O.K., I admit it, when I first heard this album I was bored outta my skull. The second time I heard it, it was slightly better but still kinda dull. The third time? Well, you know what they say about the third time being the charm! Suddenly, the album opened up in front of me and I got it! Spock’s Beard is not progressive metal, they are simply progressive music. See, I opened up V expecting it to be heavy as hell (prolly ‘cause I just got finished listening to Symphony X’s V), but it’s not. Spock’s Beard is not about heaviness; they are about making some amazing, and technical, songs. With that in mind, I gave the album another chance and it has been growing on me ever since.



That’s not to say that SB doesn’t have their heavy moments, ‘cause they do, but they are used sparingly to add to the overall effect of the CD. Opener “At The End Of The Day” is the perfect example of this, flowing along smoothly with a quiet chorus, then picking up the pace with guitars every so often to liven things up. There are also a couple of really cool breakdowns in the song where the band gets all proggy and changes tempo and style all in one fell swoop (5:03-5:31 where they go all flamenco on us). Pretty cool!

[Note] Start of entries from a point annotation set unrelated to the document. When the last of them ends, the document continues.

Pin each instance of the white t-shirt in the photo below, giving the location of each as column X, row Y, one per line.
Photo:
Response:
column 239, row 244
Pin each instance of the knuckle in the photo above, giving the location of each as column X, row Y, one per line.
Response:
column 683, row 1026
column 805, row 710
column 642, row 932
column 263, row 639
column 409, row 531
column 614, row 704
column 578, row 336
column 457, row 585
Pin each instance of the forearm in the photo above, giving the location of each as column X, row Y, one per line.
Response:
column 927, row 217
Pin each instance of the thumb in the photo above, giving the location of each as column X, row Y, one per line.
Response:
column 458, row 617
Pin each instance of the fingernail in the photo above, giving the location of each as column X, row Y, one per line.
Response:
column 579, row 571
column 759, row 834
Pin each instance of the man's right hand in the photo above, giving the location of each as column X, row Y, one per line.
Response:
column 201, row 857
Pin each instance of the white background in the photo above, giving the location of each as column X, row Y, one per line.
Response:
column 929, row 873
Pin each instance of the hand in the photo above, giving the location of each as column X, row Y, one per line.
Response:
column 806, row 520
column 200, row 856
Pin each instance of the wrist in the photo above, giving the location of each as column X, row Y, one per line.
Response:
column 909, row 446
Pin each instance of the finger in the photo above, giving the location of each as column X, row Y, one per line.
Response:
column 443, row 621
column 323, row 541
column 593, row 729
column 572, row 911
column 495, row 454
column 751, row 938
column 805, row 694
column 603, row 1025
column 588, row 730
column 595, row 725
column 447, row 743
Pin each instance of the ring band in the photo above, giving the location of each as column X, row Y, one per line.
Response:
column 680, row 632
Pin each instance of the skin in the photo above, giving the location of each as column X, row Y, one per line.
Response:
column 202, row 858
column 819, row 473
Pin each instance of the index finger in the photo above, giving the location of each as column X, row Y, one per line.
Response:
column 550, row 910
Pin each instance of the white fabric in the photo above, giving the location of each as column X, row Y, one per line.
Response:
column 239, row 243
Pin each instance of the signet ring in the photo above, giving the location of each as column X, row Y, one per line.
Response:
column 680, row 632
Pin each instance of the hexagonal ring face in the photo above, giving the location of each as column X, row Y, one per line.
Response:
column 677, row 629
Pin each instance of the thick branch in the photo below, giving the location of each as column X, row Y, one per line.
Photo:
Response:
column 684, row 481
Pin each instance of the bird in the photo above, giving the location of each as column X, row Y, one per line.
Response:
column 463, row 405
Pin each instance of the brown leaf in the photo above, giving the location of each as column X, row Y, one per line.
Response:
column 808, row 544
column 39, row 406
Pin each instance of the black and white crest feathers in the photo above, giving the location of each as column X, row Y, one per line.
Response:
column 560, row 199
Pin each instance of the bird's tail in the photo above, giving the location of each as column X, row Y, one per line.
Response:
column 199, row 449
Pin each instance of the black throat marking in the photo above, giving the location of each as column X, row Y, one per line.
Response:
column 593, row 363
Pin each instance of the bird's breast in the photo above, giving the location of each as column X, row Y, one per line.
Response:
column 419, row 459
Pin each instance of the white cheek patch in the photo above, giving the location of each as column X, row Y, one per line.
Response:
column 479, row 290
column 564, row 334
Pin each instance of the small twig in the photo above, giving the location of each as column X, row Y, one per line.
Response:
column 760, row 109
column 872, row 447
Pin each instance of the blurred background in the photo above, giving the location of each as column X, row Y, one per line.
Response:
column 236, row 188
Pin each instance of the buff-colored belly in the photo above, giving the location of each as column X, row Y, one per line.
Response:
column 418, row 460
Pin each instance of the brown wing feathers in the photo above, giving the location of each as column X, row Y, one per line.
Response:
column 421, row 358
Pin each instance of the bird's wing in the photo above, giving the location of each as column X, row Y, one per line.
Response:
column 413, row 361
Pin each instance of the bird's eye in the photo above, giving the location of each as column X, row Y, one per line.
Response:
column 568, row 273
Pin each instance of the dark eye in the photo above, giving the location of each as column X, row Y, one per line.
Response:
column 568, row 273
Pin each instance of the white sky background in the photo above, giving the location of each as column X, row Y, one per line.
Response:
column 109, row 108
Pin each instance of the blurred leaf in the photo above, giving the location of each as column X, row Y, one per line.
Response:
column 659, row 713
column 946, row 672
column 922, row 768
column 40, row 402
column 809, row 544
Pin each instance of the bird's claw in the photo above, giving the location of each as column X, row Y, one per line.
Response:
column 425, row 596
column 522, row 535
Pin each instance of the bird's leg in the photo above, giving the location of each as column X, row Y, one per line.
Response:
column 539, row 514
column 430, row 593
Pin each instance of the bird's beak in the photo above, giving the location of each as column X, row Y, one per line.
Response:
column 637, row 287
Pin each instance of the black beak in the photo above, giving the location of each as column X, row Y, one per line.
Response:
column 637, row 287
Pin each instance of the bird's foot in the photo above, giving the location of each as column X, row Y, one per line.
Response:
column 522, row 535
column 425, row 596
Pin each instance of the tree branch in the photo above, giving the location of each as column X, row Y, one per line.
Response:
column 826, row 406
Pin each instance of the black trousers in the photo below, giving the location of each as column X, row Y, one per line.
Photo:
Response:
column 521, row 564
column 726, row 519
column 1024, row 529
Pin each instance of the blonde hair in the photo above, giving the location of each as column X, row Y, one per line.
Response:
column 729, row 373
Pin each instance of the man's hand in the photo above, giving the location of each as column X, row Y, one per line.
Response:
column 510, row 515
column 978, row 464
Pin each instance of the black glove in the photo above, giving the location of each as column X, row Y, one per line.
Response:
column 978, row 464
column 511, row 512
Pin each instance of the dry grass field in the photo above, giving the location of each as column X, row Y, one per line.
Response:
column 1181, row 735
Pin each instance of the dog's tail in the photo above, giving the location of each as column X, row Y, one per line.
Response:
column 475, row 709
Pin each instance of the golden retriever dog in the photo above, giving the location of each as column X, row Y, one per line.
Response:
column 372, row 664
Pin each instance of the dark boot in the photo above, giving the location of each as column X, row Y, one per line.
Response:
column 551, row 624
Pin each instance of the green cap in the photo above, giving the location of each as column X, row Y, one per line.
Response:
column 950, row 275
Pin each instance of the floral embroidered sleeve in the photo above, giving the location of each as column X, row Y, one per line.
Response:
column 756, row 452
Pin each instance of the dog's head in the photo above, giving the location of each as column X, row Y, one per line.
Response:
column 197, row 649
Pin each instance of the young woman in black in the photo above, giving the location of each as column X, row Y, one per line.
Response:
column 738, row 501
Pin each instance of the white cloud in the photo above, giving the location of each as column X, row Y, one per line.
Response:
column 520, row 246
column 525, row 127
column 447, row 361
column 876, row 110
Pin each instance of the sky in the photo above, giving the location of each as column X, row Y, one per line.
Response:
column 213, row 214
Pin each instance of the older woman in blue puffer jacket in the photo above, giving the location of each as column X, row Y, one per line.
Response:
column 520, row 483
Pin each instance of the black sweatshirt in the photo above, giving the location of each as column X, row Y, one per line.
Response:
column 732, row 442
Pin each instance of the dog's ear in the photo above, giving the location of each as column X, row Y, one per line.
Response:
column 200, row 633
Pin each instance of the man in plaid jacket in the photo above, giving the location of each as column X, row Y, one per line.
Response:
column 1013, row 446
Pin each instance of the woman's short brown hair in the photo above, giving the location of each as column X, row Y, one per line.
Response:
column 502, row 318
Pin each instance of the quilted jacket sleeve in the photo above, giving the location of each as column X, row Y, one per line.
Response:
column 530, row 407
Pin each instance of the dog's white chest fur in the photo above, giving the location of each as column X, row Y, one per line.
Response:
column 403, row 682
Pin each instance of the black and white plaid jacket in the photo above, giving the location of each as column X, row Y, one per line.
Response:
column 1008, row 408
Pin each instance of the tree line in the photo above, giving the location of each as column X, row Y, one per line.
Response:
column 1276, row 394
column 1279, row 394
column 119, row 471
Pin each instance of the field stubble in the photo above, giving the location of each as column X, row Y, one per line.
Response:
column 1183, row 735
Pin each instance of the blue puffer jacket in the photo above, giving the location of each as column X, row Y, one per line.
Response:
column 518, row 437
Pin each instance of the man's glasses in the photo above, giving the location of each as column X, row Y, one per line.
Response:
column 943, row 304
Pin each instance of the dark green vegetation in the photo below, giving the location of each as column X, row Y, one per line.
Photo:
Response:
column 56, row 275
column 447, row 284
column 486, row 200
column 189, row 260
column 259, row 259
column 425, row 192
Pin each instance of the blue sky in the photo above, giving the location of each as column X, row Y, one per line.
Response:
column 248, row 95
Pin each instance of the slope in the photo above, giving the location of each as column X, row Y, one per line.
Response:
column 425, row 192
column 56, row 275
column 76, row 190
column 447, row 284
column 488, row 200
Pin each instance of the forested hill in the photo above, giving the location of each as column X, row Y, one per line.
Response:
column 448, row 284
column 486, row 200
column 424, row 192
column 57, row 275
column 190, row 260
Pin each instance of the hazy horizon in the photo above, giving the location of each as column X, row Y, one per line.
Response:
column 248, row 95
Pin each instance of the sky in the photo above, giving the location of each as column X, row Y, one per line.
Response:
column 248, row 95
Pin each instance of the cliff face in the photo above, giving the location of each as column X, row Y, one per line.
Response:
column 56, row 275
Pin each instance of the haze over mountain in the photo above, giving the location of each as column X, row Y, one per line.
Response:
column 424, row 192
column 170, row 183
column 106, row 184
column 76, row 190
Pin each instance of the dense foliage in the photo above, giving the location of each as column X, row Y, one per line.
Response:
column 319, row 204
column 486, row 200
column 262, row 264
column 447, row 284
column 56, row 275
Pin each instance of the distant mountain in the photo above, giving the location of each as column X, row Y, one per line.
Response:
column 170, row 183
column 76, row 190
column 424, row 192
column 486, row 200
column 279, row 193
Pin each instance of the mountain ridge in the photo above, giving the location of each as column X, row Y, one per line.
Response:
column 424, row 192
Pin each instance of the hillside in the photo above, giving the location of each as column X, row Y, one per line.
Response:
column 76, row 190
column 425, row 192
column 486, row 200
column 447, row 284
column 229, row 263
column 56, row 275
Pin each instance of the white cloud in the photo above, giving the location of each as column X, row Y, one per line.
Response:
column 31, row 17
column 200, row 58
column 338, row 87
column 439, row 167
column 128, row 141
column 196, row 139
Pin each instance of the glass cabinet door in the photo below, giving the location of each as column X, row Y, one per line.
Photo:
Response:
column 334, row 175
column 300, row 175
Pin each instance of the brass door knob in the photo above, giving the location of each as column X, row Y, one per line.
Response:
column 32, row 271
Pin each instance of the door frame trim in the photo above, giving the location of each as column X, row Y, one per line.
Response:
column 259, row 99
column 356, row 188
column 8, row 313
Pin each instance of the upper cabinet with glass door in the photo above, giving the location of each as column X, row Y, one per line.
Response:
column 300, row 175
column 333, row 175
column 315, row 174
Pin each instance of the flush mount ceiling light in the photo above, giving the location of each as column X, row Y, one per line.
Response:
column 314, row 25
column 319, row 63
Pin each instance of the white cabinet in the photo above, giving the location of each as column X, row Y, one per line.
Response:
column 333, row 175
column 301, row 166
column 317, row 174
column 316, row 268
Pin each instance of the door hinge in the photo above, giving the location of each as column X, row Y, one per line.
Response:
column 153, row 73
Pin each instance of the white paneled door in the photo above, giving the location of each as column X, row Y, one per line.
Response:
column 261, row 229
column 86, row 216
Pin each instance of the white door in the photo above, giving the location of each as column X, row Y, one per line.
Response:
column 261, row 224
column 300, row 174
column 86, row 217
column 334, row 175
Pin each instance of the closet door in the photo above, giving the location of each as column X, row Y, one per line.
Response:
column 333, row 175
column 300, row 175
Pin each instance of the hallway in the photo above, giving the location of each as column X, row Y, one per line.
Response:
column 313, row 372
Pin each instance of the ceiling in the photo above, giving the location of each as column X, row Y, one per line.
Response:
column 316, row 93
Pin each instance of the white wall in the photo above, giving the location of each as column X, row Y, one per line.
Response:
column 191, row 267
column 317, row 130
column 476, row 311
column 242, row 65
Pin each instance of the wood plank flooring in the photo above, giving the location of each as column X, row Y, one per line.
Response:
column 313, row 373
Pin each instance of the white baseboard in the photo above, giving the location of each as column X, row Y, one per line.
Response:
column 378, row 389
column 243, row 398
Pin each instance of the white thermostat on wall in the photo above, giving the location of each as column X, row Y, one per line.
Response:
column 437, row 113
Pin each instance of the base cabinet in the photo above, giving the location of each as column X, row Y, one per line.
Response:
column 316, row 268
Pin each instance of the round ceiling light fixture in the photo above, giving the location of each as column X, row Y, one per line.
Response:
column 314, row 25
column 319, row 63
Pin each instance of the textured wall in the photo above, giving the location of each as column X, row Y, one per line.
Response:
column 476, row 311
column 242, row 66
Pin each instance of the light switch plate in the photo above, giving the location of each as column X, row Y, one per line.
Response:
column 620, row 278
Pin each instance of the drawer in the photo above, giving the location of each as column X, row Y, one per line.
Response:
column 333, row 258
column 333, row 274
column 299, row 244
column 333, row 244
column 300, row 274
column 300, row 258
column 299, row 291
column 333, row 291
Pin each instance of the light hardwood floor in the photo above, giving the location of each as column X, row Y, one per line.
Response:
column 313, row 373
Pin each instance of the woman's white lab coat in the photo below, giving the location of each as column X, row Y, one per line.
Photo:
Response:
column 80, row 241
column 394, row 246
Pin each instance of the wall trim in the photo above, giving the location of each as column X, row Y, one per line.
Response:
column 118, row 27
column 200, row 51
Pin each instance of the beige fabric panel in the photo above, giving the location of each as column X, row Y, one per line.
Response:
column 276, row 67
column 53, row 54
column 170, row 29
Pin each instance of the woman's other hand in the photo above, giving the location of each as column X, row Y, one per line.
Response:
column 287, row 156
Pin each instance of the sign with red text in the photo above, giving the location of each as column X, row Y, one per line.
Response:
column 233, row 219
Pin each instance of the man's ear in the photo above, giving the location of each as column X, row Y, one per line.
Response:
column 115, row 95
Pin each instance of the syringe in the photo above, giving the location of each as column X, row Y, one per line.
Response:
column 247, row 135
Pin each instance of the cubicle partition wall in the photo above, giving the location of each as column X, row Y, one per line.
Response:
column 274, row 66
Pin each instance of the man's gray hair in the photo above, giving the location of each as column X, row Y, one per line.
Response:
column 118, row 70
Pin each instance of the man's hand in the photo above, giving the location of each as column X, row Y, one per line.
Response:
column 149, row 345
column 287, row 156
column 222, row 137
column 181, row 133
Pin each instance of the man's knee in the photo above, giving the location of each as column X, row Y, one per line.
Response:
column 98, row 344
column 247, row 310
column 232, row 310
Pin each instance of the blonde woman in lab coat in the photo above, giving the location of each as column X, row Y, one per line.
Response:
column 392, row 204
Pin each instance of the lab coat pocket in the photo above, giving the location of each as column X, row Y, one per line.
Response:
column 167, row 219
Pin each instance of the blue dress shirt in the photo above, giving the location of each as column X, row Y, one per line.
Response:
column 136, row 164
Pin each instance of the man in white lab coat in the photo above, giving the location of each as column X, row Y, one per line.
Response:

“Revelation” is a fairly slow and heavy grinder that paves the way for the mellow and yet rockin’ “Thoughts (Part II)”. “All On A Sunday” and “Goodbye To Yesterday” are both serene pieces that wash over the listener, giving you the chance to take a breath before the final workout of the album – the 27:18 minutes of “The Great Nothing”. As you’d expect, the band pulls out all the stops and throws the kitchen sink at you for this one!



The entire band is in top form throughout the album, with extra points going to the performance of keyboardist Ryo Okumoto whose synths flow over the music adding both colour and mood. Also of mote is the fact that (awesome) vocalist Neal Morse wrote almost all of the music and lyrics for the album; a highly unusual occurrence for a prog band. Highly recommended for open-minded progressive fans.